Actuellement, neuf députés du HDP sont en prison, selon les chiffres du parti. Cinq de ses 59 députés élus en novembre 2015 ont également été déchus de leur mandat, dont Mme Yüksekdag, et 55 d’entre eux font l’objet d’une ou plusieurs enquêtes.
En outre, depuis la rupture à l’été 2015 d’un cessez-le-feu avec le PKK qui visait à mettre fin à un conflit qui a fait plus de 40.000 morts depuis 1984, plus de 4.500 membres et sympathisants du HDP ont été incarcérés à travers le pays, selon le parti.
Pour Filiz Kerestecioglu, co-cheffe du groupe parlementaire HDP, cette formation est « le seul vrai parti d’opposition ». Les autorités, dit-elle, s’efforcent de le « criminaliser » par tous les moyens et de le priver d’espace médiatique.
– Rival d’Erdogan –
Le HDP avait créé la surprise lors des élections législatives de juin 2015, raflant 80 sièges et privant ainsi le Parti de la justice et du développement (AKP, au pouvoir) de la majorité absolue. Mais lors de nouvelles élections convoquées pour novembre de la même année, le HDP a perdu 21 députés.
La percée initiale du HDP tient en grande partie à la personnalité de M. Demirtas, qui a transformé le parti en une formation de gauche moderne et progressiste, séduisant bien au-delà du seul électorat kurde.
Avocat de formation, moderne et charismatique, M. Demirtas s’est révélé sur la scène nationale lors de l’élection présidentielle de 2014, où il a frôlé les 10% et s’est imposé comme le principal rival de M. Erdogan.
Mais les arrestations au sein du HDP mettent le parti dans une situation délicate en vue des élections municipales, législatives et présidentielle prévues en 2019.
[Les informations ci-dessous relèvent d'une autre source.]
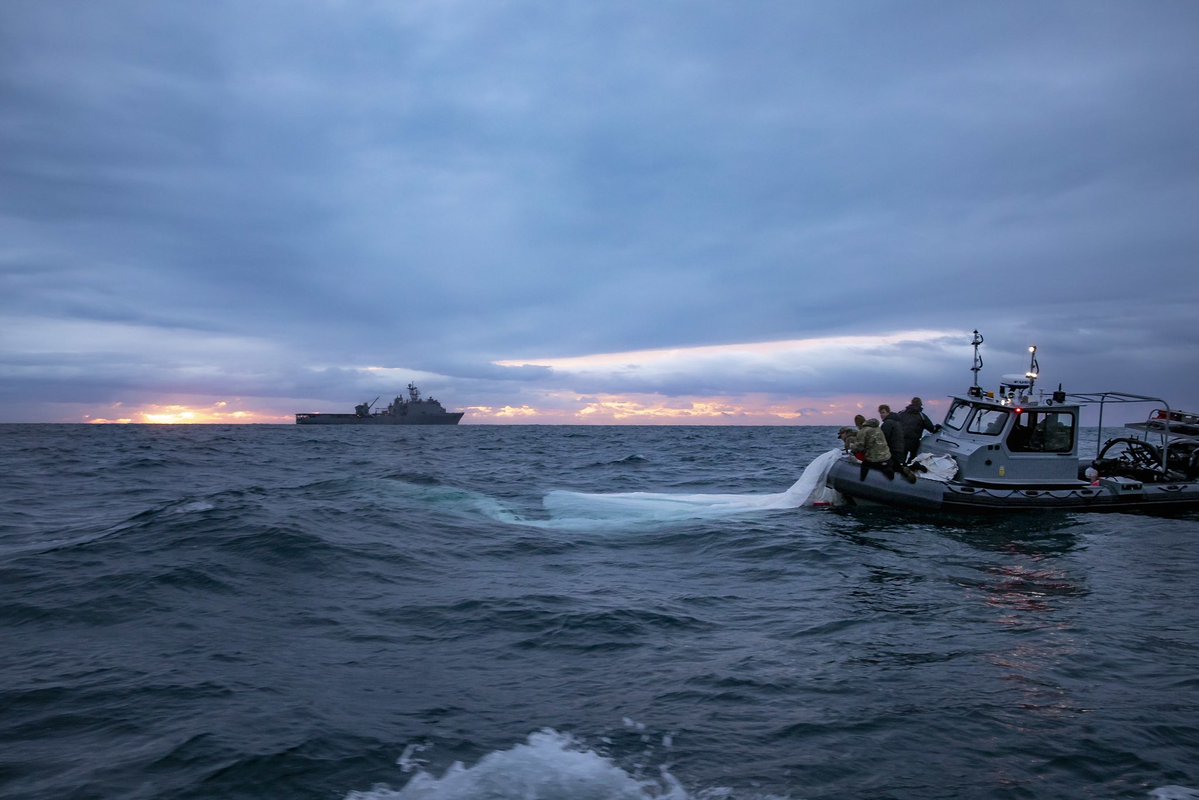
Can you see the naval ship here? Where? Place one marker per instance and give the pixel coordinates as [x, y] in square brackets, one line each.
[414, 410]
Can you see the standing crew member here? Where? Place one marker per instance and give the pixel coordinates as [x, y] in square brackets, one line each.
[893, 433]
[873, 446]
[914, 422]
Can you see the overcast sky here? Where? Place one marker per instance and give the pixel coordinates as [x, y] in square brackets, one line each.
[633, 211]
Le parti croit toutefois pouvoir surmonter ces obstacles, même si certains sondages indiquent qu’il pourrait ne pas atteindre le seuil des 10% nécessaire aux législatives pour entrer au Parlement.
« Demirtas est en prison, mais il ne se tait pas. Il est en prison, mais il écrit », souligne ainsi Mme Kerestecioglu. « Demirtas est en prison, mais ses propos continuent de toucher les gens. »
L’universitaire Burak Bilgehan Özpek, auteur de « The Peace Process between Turkey and the Kurds: Anatomy of a Failure » (Routledge, à paraître) explique que « Demirtas attirait principalement un électorat non-kurde et libéral », qui a voté pour le HDP « par stratégie pour affaiblir l’AKP ».
« Sans Demirtas, on peut s’attendre à ce que le HDP adopte un programme ethnique et radical », ajoute-t-il.
Mais pour Aykan Erdemir, analyste à la Fondation pour la Défense de la démocratie basé à Washington, « Demirtas pourrait se révéler être un porte-parole encore plus puissant pour la cause kurde depuis sa cellule de prison ».
Depuis son incarcération dans la prison d’Edirne (nord-ouest), M. Demirtas a publié un poème –interdit car considéré comme de la « propagande terroriste »– et un recueil de nouvelles, « Seher » (« Aurore ») paru mi-septembre et dont un premier tirage à 20.000 exemplaires s’est épuisé en trois jours, selon sa maison d’édition Dipnot, qui l’a réédité depuis.
En résumé, sourit Mme Kerestecioglu, « il n’est pas facile de faire taire Demirtas ».